The following Student Performance Criteria (SPC), based on NAAB requirements, define the expectations for graduating students:

Shared Values of the Discipline and Profession

Design: Architects design better, safer, more equitable, resilient, and sustainable built environments. Design thinking and integrated design solutions are hallmarks of architecture education, the discipline, and the profession.

Environmental Stewardship and Professional Responsibility: Architects are responsible for the impact of their work on the natural world and public health, safety, and welfare. As professionals and designers of the built environment, we embrace these responsibilities and act ethically to accomplish them.

Equity, Diversity, and Inclusion: Architects commit to equity and inclusion in the environments we design, the policies we adopt, the words we speak, the actions we take, and the respectful learning, teaching, and working environments we create. Architects seek fairness, diversity, and social justice in the profession and society and support a range of pathways for students seeking access to an architecture education.
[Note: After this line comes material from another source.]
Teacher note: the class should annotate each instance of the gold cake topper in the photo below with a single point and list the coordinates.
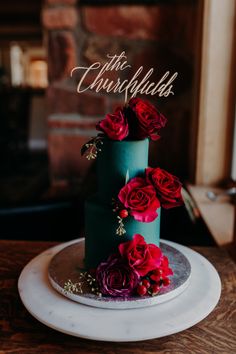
(136, 85)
Knowledge and Innovation: Architects create and disseminate knowledge focused on design and the built environment in response to ever-changing conditions. New knowledge advances architecture as a cultural force, drives innovation, and prompts the continuous improvement of the discipline.

Leadership, Collaboration, and Community Engagement: Architects practice design as a collaborative, inclusive, creative, and empathetic enterprise with other disciplines, the communities we serve, and the clients for whom we work.

Lifelong Learning: Architects value educational breadth and depth, including a thorough understanding of the discipline's body of knowledge, histories, and theories, and architecture's role in cultural, social, environmental, economic, and built contexts. The practice of architecture demands lifelong learning, which is a shared responsibility between academic and practice settings.

Program and Student Criteria

These criteria seek to evaluate the outcomes of architecture programs and student work within their unique institutional, regional, national, international, and professional contexts while encouraging innovative approaches to architecture education and professional preparation.

PC.1 Career Paths—How the program ensures that students understand the paths to becoming licensed as an architect in the United States and the range of available career opportunities that utilize the discipline's skills and knowledge.

PC.2 Design—How the program instills in students the role of the design process in shaping the built environment and conveys the methods by which design processes integrate multiple factors in different settings and scales of development, from buildings to cities.

PC.3 Ecological Knowledge and Responsibility—How the program instills in students a holistic understanding of the dynamic between built and natural environments, enabling future architects to mitigate climate change responsibly by leveraging ecological, advanced building performance, adaptation, and resilience principles in their work and advocacy activities.

PC.4 History and Theory—How the program ensures that students understand the histories and theories of architecture and urbanism, framed by diverse social, cultural, economic, and political forces, nationally and globally.

PC.5 Research and Innovation—How the program prepares students to engage and participate in architectural research to test and evaluate innovations in the field.

PC.6 Leadership and Collaboration—How the program ensures that students understand approaches to leadership in multidisciplinary teams, diverse stakeholder constituents, and dynamic physical and social contexts and learn how to apply effective collaboration skills to solve complex problems.

PC.7 Learning and Teaching Culture—How the program fosters and ensures a positive and respectful environment that encourages optimism, respect, sharing, engagement, and innovation among its faculty, students, administration, and staff.

PC.8 Social Equity and Inclusion—How the program furthers and deepens students' understanding of diverse cultural and social contexts and helps them translate that understanding into built environments that equitably support and include people of different backgrounds, resources, and abilities.

SC.1 Health, Safety, and Welfare in the Built Environment—How the program ensures that students understand the impact of the built environment on human health, safety, and welfare at multiple scales, from buildings to cities.

SC.2 Professional Practice—How the program ensures that students understand professional ethics, the regulatory requirements, the fundamental business processes relevant to architecture practice in the United States, and the forces influencing change in these subjects.

SC.3 Regulatory Context—How the program ensures that students understand the fundamental principles of life safety, land use, and current laws and regulations that apply to buildings and sites in the United States and the evaluative process architects use to comply with those laws and regulations as part of a project.

SC.4 Technical Knowledge—How the program ensures that students understand the established and emerging systems, technologies, and assemblies of building construction and the methods and criteria architects use to assess those technologies against the design, economics, and performance objectives of projects.

SC.5 Design Synthesis—How the program ensures that students develop the ability to make design decisions within architectural projects while demonstrating the synthesis of user requirements, regulatory requirements, site conditions, accessible design, and consideration of the measurable environmental impacts of their design decisions.

SC.6 Building Integration—How the program ensures that students develop the ability to make design decisions within architectural projects while demonstrating the integration of building envelope systems and assemblies, structural systems, environmental control systems, life safety systems, and the measurable outcomes of building performance.